04-24-2012 10:25 AM
As a SAS layman, you will have a lot to learn to answer even the basic questions that you are asking. I will get you started, but can't possibly present all the tools you will need.
First, I have to assume you already have a SAS data set although you don't explicitly name the data set or any of the variables within it. Here are some tools that will serve you well in general, and will start the ball rolling.
First, create a SAS data set holding a count of how many observations exist for each FIRM:
proc freq data=full_dataset;
tables firm / noprint out=firm_counts (keep=firm count);
Next, merge this back onto the original data, and subset the observations:
proc sort data=full_dataset;
merge full_dataset firm_counts;
if count >= 40;
This will generate another SAS data set holding just the FIRMs with at least 40 observations. That seems to be part of what you asked for. There is a lot more to it, as noted below.
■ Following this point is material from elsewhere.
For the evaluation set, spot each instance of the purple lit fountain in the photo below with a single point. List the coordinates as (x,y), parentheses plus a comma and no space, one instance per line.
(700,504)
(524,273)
If you have data from 1970 through 2010, you might have 41 observations rather than 40 for some firms.
Just because there are 40 observations, for a firm, it doesn't mean you have consecutive years. There could be 40 observations all for the same firm for the same year.
Just because you have 40 observations, it doesn't mean they all contain valid data. There could be blanks in many of the variables.
It will take a lot of work on your part to be able to address all of these questions. I'm hoping this will get you started.